My OCD wont allow me to have the logo's upside down from how they are printed on the RAD let alone the pump on the CPU.


----------



## Caring1 (Dec 27, 2020)

elghinnarisa said:


> Funny enough, as I was reading this I figured I would see if it would even work in my case with my H115i. I had mine front mounted with the hoses at the top for years.
> 
> I removed the screws, dusted it off a bit. Propped it up inside the case as a temporary test to see if it fits and works etc. with the hoses at the bottom.
> Turn the PC on, roughly 50 seconds later I hear a... sizzle? Like water in a hot pan. And all of the sudden my pump RPM went from 3000 RPM (max) to 6800RPM, and CPU temp went up to 99C in less than a minute.
> ...





Fry178 said:


> @elghinnarisa
> most likely because the trapped air went straight to the pump, making it run dry..
> time for a proper aio like the eisbaer 280


Yep, the system would have lost fluid content over the years you had it, if it was installed correctly from the beginning the air if there was any would have been trapped at the top of the radiator and not harmed the pump.


----------



## elghinnarisa (Dec 27, 2020)

Caring1 said:


> Yep, the system would have lost fluid content over the years you had it, if it was installed correctly from the beginning the air if there was any would have been trapped at the top of the radiator and not harmed the pump.
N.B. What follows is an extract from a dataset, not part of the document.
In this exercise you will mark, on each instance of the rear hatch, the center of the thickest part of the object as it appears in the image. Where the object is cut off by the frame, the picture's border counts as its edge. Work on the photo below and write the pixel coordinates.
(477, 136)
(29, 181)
Indeed, though it was running (and cooling) just fine up until I unscrewed it and started to move it around.
I did also anwser the question that it was not possible to mount it the proper way, the hoses are too short. It would have to be top mounted in that case, which could work.

Edit: Corsair offered me a H115i pro RGB as a replacement, too bad I already got myself a replacement.


----------



## Fry178 (Dec 27, 2020)

Thats where you want it anyway, dumping the heat outside the case,
lowering temps for gpu/chipset etc


----------



## CrAsHnBuRnXp (Dec 31, 2020)

All you need to remember is that top mounting the rad is the BEST outcome. If you have to place it in the front of your case, just make sure the coldplate/pump is below the inlet and outlet holes of the rad and you will be fine. If they are above the inlet and outlet holes, youre going to get air in the pump.


----------



## Caring1 (Jan 1, 2021)

CrAsHnBuRnXp said:


> If you have to place it in the front of your case, just make sure the coldplate/pump is below the inlet and outlet holes of the rad and you will be fine. If they are above the inlet and outlet holes, youre going to get air in the pump.
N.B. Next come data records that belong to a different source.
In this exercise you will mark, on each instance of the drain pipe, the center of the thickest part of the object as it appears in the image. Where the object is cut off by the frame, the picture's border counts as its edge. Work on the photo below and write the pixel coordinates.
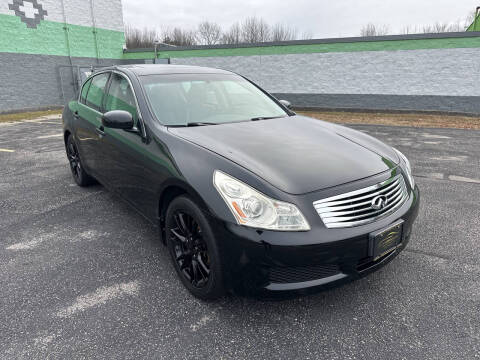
(476, 17)
(95, 39)
(67, 41)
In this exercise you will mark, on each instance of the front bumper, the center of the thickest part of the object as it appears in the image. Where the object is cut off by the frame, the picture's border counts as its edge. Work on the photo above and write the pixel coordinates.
(270, 262)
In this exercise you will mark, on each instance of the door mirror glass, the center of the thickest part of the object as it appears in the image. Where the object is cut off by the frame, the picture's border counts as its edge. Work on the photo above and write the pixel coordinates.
(286, 103)
(118, 119)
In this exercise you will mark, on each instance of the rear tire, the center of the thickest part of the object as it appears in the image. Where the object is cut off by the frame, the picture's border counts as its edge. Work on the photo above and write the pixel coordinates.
(78, 172)
(193, 249)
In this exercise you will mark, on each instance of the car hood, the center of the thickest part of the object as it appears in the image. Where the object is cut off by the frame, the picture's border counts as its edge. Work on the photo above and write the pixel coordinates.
(295, 154)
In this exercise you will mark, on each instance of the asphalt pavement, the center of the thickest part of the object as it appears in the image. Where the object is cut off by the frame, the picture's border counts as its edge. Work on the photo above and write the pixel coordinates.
(84, 276)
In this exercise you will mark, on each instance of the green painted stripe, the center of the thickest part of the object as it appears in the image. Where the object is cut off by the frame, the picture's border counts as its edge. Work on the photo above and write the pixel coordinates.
(390, 45)
(49, 39)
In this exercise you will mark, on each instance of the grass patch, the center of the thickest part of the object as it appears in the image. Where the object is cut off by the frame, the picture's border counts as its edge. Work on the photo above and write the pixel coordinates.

Yeah nah, I'm going to have to disagree with you there.
You will only get air in the pump that way IF the radiator is mounted incorrectly with the hoses at the top.


----------



## CrAsHnBuRnXp (Jan 1, 2021)

Caring1 said:


> Yeah nah, I'm going to have to disagree with you there.
> You will only get air in the pump that way IF the radiator is mounted incorrectly with the hoses at the top.


That is false and I can prove it to you.


----------



## Mussels (Jan 1, 2021)

The whole issue only matters for loops with air in them, you can likely jiggle things around and get the most special of layouts working just fine


----------



## Caring1 (Jan 1, 2021)

CrAsHnBuRnXp said:


> That is false and I can prove it to you.
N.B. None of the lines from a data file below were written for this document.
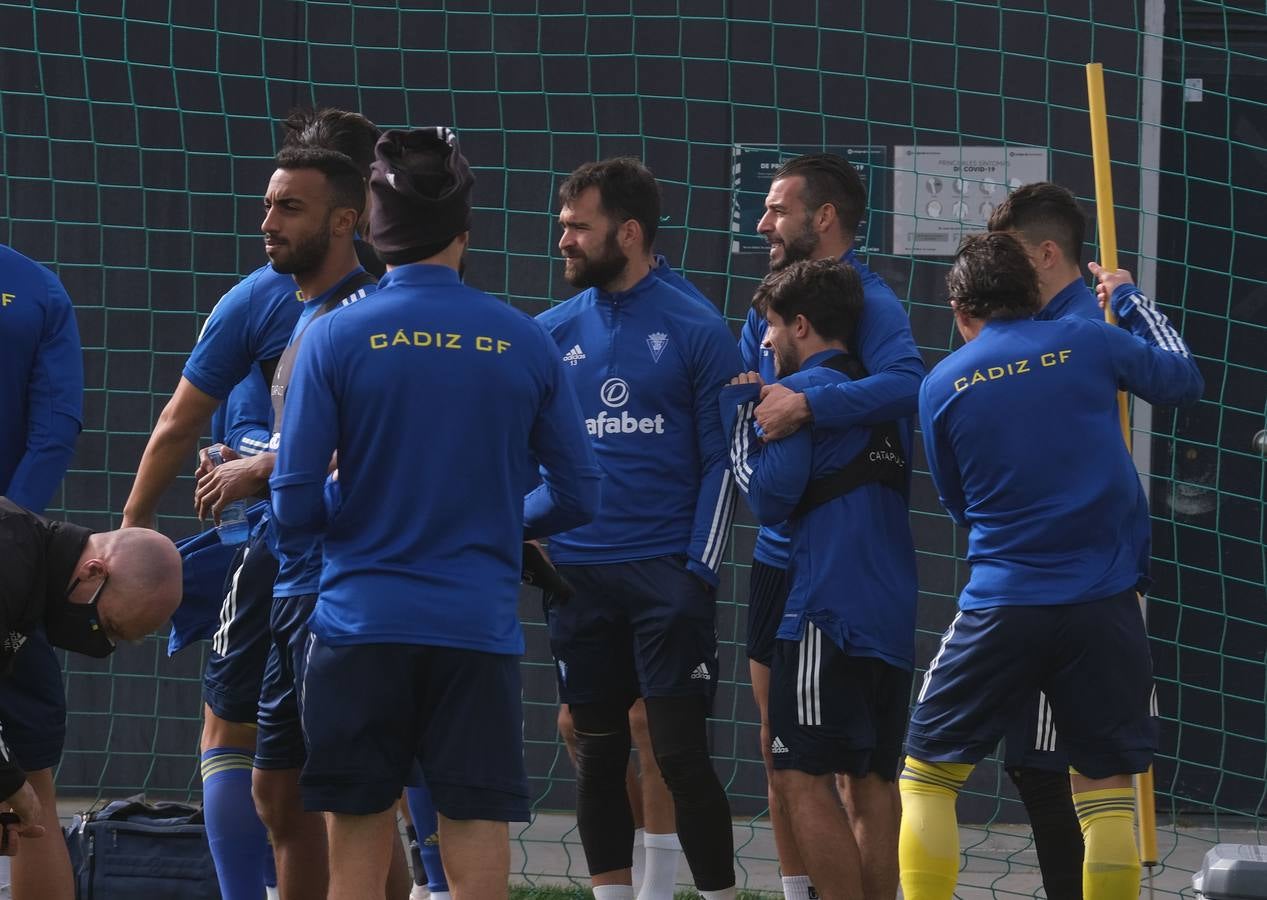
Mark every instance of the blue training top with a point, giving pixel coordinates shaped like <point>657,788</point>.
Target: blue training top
<point>241,422</point>
<point>886,350</point>
<point>299,557</point>
<point>1075,299</point>
<point>852,559</point>
<point>646,365</point>
<point>251,323</point>
<point>436,397</point>
<point>41,380</point>
<point>1023,440</point>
It's not false, my opinion just differs to yours and is based on fact and logic, but feel free to continue believing what you want.
I'm not going to change my mind or risk my system.


----------



## Fry178 (Jan 1, 2021)

@CrAsHnBuRnXp
not always.
i can have the block higher than the in/outs on the rad without getting air in the pump,
as long as those are on the bottom, thus trapping the air in the (upper part of) the rad.

@Caring1
i can get air into the pump, depending on where it ends up in the system from moving it (shipping/install)
the eisbaer (and some rads) have separated in/outlet chambers, so air will pass (not just collect in the rad) into the pump.
then again, the eisbaer has a res/pump combo, so its usually not a problem.

@Mussels 
havent seen a single CLC without any air in it.
small amount is needed as buffer for temp changes (pressure), or its gonna leak pretty soon.
main reason why even a custom loop should not be sealed (pressure valve or lots of air in res).


----------